Foreign patients planning plastic surgery in Korea should ask anesthesia questions before agreeing to surgery, paying a deposit, or accepting a tight schedule. The key questions are: what type of anesthesia or sedation is expected, who monitors it, what facility is used, what fasting and medication rules apply, how recovery is checked, and what happens if the plan changes after in-person examination.
This page is not medical advice.

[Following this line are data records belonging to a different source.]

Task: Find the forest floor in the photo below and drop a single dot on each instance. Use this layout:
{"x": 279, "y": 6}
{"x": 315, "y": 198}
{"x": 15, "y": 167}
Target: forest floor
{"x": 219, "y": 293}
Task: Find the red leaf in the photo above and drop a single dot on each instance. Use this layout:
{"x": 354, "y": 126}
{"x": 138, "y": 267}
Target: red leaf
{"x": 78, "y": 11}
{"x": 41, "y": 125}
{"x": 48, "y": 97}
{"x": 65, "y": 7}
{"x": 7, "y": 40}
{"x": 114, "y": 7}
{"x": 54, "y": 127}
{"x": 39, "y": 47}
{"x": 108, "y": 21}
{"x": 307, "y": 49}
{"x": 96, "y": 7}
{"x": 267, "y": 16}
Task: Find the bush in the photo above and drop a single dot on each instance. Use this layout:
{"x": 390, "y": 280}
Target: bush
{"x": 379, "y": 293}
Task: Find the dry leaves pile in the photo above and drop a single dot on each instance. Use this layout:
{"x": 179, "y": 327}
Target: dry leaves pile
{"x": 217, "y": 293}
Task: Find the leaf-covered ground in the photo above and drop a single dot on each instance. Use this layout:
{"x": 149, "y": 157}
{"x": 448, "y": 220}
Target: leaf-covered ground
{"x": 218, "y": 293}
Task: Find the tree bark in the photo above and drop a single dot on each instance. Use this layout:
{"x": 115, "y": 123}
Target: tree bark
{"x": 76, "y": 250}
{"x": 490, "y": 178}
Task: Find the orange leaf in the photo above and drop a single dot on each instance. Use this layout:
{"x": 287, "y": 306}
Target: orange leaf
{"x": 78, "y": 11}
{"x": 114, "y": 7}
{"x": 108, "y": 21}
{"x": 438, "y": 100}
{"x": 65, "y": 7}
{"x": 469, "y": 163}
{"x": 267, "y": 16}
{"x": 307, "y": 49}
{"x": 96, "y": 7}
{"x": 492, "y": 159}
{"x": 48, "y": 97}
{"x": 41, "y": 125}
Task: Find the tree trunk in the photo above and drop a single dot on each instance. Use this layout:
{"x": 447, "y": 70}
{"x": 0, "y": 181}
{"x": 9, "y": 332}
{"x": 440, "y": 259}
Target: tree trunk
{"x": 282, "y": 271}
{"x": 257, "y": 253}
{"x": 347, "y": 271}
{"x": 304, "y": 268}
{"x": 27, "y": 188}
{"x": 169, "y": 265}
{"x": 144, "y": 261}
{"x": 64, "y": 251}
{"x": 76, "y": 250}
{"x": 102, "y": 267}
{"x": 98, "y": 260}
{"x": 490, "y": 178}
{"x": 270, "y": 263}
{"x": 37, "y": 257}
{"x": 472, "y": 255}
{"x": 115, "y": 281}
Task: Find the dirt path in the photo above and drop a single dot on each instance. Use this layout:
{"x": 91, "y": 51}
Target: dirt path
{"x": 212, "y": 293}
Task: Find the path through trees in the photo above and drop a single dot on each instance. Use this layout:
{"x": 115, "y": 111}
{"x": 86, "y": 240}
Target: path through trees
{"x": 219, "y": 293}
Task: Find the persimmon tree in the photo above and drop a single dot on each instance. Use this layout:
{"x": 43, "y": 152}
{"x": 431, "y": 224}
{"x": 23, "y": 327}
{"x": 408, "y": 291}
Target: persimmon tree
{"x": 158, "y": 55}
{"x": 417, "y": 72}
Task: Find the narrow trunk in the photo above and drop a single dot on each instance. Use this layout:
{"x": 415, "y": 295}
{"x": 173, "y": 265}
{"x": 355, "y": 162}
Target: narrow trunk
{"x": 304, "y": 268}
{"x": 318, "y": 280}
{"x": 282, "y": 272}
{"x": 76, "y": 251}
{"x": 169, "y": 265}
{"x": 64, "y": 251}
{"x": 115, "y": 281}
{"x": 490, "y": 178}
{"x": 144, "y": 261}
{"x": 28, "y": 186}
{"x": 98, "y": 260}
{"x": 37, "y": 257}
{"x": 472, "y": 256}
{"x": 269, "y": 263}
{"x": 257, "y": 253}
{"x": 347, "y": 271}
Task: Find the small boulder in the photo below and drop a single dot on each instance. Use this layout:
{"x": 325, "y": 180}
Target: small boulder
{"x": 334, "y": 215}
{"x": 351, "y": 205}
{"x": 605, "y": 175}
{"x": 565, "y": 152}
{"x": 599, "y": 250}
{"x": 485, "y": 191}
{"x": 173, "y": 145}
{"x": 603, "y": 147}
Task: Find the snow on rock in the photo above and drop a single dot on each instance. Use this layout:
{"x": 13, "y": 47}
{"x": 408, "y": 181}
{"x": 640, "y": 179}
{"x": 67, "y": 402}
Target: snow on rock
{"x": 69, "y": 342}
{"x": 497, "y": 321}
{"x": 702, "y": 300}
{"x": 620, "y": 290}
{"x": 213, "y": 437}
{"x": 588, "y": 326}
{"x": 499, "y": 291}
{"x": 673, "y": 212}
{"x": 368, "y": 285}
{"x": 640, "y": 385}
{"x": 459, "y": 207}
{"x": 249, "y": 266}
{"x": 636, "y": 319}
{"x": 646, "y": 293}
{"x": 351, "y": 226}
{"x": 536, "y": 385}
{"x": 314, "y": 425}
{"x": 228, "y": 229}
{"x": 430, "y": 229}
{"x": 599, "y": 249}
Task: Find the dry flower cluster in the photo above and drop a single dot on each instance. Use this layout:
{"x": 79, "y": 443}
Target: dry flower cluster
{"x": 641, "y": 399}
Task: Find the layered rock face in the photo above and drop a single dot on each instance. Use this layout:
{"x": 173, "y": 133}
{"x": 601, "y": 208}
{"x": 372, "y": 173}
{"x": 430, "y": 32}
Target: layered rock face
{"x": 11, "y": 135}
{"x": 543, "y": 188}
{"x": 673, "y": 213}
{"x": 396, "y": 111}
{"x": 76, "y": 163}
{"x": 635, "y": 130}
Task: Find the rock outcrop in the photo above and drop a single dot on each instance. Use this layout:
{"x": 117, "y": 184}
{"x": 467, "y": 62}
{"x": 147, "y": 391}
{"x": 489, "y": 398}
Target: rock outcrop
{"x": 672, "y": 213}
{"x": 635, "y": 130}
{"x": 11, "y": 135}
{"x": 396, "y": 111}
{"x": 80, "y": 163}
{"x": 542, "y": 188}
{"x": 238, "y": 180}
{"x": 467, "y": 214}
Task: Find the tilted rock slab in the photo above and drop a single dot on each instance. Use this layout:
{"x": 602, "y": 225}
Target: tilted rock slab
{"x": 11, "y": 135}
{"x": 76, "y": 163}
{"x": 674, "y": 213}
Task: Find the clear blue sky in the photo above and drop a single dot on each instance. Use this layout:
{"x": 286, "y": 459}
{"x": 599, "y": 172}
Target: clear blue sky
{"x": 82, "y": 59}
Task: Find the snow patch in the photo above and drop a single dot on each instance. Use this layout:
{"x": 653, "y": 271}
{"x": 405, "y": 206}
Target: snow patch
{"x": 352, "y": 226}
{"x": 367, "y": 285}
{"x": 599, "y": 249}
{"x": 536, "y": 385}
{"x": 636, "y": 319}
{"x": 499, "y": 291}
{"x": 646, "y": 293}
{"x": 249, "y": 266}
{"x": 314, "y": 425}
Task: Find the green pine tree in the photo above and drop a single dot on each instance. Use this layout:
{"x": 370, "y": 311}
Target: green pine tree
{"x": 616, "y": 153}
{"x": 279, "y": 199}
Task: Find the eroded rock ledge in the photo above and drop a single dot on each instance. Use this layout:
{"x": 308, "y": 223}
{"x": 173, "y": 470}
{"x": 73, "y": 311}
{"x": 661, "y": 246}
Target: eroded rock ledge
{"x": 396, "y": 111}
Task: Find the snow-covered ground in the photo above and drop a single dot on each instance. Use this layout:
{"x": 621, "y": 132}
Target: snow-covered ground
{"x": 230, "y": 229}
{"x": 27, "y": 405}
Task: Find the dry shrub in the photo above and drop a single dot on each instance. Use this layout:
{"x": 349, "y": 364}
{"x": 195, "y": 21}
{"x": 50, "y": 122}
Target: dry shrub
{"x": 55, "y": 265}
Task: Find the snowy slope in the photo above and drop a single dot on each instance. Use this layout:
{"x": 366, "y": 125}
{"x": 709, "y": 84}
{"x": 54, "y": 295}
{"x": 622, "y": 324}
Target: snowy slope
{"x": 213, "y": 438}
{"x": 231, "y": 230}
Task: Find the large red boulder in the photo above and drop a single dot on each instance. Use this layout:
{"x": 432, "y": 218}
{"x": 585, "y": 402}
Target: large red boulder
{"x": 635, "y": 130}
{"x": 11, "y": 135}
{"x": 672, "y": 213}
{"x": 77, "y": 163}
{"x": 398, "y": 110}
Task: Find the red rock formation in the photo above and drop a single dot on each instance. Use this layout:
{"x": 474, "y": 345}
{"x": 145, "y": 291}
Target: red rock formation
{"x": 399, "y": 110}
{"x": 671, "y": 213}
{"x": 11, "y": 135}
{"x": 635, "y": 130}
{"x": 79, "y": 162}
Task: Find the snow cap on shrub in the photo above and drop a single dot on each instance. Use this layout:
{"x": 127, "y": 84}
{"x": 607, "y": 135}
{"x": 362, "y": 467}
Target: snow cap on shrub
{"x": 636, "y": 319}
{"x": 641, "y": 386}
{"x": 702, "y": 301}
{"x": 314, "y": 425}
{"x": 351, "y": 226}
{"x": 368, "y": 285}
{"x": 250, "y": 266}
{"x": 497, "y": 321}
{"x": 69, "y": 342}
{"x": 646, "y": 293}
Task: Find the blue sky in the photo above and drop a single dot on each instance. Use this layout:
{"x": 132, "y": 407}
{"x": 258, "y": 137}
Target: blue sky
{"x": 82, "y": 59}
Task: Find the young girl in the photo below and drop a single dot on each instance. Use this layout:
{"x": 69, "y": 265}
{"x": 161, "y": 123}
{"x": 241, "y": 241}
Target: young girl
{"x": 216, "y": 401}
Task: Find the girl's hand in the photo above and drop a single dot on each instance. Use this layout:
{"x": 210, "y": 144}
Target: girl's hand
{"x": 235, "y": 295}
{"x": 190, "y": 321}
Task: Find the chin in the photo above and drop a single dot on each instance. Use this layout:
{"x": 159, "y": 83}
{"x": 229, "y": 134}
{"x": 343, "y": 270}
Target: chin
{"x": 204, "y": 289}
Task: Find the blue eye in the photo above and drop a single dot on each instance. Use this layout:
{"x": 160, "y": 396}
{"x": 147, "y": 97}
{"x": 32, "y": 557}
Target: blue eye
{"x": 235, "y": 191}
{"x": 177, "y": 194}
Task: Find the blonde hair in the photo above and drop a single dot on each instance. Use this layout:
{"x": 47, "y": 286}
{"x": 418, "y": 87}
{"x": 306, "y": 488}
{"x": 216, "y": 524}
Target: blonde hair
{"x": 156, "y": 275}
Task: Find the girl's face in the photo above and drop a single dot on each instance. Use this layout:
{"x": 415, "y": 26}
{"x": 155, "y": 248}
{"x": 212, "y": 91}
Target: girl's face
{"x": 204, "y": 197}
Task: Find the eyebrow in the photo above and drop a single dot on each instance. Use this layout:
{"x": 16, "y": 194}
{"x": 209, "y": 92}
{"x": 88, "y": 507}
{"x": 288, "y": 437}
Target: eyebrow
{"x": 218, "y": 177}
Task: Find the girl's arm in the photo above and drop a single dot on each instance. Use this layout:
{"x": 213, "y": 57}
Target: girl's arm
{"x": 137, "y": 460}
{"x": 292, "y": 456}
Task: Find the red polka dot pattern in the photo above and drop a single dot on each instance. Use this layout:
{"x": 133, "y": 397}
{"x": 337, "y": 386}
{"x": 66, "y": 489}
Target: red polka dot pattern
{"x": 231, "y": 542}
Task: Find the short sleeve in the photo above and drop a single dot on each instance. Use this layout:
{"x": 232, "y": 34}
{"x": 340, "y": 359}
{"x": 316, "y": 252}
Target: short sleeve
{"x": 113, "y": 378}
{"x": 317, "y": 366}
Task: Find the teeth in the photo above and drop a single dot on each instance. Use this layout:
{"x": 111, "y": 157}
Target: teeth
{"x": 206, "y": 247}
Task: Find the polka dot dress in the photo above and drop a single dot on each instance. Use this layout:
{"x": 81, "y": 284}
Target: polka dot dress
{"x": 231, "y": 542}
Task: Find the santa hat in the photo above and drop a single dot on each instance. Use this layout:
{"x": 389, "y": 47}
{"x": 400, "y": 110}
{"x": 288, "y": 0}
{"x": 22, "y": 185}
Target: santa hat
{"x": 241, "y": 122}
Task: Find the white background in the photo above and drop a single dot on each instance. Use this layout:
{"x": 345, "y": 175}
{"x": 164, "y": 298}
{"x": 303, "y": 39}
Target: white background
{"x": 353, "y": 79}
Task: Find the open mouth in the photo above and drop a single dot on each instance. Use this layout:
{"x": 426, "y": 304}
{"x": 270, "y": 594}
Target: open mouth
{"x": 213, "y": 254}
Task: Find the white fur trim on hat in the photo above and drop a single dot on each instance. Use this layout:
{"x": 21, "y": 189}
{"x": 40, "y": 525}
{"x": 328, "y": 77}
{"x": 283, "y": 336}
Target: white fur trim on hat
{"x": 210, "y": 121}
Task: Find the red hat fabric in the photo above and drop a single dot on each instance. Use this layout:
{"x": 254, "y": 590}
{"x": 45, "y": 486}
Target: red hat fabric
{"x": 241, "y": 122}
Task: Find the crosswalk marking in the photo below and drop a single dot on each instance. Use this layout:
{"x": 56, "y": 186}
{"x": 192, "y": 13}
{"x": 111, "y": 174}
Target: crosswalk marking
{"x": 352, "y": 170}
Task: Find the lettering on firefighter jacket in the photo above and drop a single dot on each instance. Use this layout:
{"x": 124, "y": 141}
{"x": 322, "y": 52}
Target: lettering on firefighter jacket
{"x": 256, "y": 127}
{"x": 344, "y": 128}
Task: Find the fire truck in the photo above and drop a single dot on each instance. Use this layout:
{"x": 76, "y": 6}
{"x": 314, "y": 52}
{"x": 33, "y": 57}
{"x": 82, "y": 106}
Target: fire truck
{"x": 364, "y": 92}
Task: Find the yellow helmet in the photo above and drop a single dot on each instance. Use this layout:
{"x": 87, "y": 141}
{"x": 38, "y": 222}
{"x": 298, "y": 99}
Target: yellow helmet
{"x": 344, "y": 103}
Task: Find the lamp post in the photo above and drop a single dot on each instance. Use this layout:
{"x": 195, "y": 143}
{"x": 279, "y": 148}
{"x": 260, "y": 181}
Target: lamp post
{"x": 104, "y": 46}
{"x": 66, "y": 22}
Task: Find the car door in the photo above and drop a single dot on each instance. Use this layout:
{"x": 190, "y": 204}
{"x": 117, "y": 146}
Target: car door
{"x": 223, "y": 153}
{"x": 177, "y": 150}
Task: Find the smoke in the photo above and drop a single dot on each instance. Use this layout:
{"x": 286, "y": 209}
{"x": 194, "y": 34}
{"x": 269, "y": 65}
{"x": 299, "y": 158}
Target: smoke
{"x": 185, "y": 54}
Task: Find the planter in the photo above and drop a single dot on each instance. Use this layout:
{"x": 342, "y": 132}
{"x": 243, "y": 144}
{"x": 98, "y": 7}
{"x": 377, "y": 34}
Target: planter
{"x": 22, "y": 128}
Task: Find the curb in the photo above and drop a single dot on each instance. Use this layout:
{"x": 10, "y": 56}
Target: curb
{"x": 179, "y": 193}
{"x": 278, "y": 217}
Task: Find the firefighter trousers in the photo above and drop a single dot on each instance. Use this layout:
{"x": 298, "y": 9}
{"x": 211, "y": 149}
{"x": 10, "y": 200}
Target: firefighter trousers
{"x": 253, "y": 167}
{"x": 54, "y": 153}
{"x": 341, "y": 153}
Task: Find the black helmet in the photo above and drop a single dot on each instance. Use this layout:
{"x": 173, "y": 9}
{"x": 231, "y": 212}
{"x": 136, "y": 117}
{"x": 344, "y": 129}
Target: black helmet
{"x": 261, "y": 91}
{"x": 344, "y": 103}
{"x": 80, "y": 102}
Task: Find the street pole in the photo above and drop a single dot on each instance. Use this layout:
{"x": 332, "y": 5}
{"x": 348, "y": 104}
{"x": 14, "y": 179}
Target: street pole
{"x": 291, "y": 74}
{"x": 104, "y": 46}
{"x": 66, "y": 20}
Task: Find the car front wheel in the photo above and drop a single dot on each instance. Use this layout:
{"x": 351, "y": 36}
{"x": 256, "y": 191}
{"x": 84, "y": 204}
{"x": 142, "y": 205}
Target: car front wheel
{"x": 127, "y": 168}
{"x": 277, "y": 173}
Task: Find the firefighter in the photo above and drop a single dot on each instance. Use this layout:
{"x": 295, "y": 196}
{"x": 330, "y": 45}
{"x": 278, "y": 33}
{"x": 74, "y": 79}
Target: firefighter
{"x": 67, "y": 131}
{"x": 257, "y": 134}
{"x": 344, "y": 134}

It is a checklist to help patients organize a safer clinic conversation in English before travel or before surgery day in Seoul.
Key takeaways
- Anesthesia should be discussed before consent, not only on surgery day.
- Ask whether the plan uses local anesthesia, sedation, or general anesthesia.
- Confirm who monitors anesthesia and recovery.
- Disclose medications, supplements, allergies, prior anesthesia reactions, and health conditions.
- Clarify fasting rules and what medicines to stop or continue.
- Ask what emergency transfer process exists if a higher level of care is needed.
- Keep anesthesia and medication records before returning home.
For the broader safety framework, read plastic surgery safety in Korea and is plastic surgery in Korea safe for foreigners?.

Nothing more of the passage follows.